14.6 Fit the model
We specify this one-to-one in R for MARSS():
makemod <- function(n) {
B <- matrix(list(0), n + 1, n + 1)
diag(B)[2:(n + 1)] <- paste0("b", 1:n)
B[1, 1] <- 1
A <- "zero"
Z <- cbind(1, diag(1, n))
Q <- matrix(list(0), n + 1, n + 1)
Q[1, 1] <- 1
diag(Q)[2:(n + 1)] <- paste0("q", 1:n)
R <- "zero"
U <- "zero"
x0 <- "zero"
mod.list <- list(B = B, A = A, Z = Z, Q = Q, R = R, U = U,
x0 = x0, tinitx = 0)
return(mod.list)
}
mod.list1 <- makemod(3)Demean the data.
dat2 <- dat - apply(dat, 1, mean) %*% matrix(1, 1, TT)Fit to that
fit.mod1 <- MARSS(dat2, model = mod.list1)Success! algorithm run for 15 iterations. abstol and log-log tests passed.

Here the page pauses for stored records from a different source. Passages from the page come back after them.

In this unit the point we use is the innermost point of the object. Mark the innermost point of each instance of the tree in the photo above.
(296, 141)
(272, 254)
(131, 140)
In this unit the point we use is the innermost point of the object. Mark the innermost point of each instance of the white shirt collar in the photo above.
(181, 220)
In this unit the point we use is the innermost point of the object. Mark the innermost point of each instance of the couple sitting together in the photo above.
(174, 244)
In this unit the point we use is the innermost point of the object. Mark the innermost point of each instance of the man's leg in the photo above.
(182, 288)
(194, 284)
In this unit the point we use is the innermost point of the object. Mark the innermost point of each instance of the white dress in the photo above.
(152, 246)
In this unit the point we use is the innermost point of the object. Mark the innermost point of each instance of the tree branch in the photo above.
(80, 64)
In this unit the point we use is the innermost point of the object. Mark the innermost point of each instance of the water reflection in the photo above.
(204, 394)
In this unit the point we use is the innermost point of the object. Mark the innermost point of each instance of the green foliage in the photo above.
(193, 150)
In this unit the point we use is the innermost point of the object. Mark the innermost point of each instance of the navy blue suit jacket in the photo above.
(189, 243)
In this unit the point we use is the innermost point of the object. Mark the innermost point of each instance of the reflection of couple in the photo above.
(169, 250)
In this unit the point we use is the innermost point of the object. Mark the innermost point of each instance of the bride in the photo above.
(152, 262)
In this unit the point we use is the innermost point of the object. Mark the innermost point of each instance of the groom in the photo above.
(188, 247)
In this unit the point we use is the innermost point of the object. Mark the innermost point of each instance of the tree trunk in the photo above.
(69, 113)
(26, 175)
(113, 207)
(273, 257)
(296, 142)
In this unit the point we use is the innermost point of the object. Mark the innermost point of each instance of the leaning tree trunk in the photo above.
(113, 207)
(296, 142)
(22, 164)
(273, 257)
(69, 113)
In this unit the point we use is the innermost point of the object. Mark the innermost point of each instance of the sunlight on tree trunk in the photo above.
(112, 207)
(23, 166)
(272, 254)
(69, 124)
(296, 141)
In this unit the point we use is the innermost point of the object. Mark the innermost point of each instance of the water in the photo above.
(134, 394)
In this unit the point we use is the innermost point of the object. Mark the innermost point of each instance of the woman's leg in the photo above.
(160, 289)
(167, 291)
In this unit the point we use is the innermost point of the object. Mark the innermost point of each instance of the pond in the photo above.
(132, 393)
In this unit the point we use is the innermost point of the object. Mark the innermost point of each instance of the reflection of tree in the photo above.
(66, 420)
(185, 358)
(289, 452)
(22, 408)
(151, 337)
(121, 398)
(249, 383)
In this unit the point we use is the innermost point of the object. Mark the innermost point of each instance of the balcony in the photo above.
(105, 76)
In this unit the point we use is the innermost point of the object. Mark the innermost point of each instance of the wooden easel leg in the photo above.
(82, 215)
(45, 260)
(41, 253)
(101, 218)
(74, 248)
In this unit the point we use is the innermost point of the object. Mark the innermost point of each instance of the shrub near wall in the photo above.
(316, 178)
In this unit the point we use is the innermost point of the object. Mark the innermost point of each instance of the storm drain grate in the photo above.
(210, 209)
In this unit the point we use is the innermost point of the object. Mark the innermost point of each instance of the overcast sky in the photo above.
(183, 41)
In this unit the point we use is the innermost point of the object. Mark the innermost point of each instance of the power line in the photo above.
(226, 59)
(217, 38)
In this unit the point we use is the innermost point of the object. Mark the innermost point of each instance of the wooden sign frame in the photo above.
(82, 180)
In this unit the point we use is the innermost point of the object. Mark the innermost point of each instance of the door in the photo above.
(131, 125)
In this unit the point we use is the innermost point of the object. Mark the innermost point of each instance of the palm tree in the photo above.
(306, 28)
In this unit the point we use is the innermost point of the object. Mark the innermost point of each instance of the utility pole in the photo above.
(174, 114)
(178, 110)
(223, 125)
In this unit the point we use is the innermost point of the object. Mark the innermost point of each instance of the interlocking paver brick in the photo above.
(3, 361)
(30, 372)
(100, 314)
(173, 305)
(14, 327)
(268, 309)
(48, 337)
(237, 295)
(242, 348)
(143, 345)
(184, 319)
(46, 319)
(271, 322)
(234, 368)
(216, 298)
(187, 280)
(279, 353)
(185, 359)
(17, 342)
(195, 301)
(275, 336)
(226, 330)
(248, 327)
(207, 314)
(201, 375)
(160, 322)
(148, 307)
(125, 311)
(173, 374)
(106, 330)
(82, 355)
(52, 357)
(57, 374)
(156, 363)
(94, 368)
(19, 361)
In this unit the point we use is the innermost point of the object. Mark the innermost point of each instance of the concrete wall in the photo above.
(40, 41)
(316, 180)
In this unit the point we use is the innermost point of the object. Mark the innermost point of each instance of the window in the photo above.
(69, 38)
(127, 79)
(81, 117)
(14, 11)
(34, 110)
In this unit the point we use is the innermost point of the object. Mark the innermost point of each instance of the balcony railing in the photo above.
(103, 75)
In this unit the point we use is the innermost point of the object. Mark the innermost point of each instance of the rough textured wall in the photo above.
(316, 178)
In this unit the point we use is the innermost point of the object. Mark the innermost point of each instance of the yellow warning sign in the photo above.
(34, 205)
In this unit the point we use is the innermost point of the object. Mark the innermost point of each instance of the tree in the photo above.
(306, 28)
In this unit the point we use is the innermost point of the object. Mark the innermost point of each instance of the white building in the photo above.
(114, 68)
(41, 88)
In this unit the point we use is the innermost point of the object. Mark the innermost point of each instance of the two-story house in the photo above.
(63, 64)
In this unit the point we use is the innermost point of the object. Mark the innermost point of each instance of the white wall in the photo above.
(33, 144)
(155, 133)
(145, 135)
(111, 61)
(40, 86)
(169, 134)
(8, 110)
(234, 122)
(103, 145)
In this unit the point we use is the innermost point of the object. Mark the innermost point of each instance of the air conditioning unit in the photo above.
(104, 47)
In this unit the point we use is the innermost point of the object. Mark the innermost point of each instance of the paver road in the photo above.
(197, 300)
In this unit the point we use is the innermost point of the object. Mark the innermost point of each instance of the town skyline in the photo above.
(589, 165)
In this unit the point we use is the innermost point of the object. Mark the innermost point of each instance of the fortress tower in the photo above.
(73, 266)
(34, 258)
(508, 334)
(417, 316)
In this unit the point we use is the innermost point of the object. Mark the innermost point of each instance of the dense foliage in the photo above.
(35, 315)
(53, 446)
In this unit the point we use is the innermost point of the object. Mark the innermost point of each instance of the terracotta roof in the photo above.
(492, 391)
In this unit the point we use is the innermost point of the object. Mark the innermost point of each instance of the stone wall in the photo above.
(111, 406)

Alert: conv.test.slope.tol is 0.5.
Test with smaller values (<0.1) to ensure convergence.
MARSS fit is
Estimation method: kem
Convergence test: conv.test.slope.tol = 0.5, abstol = 0.001
Algorithm ran 15 (=minit) iterations and convergence was reached.
Log-likelihood: -244.5957
AIC: 501.1914 AICc: 502.2035
Estimate
B.b1 0.790
B.b2 0.406
B.b3 0.905
Q.q1 1.004
Q.q2 23.042
Q.q3 55.892
Initial states (x0) defined at t=0
Standard errors have not been calculated.
Use MARSSparamCIs to compute CIs and bias estimates.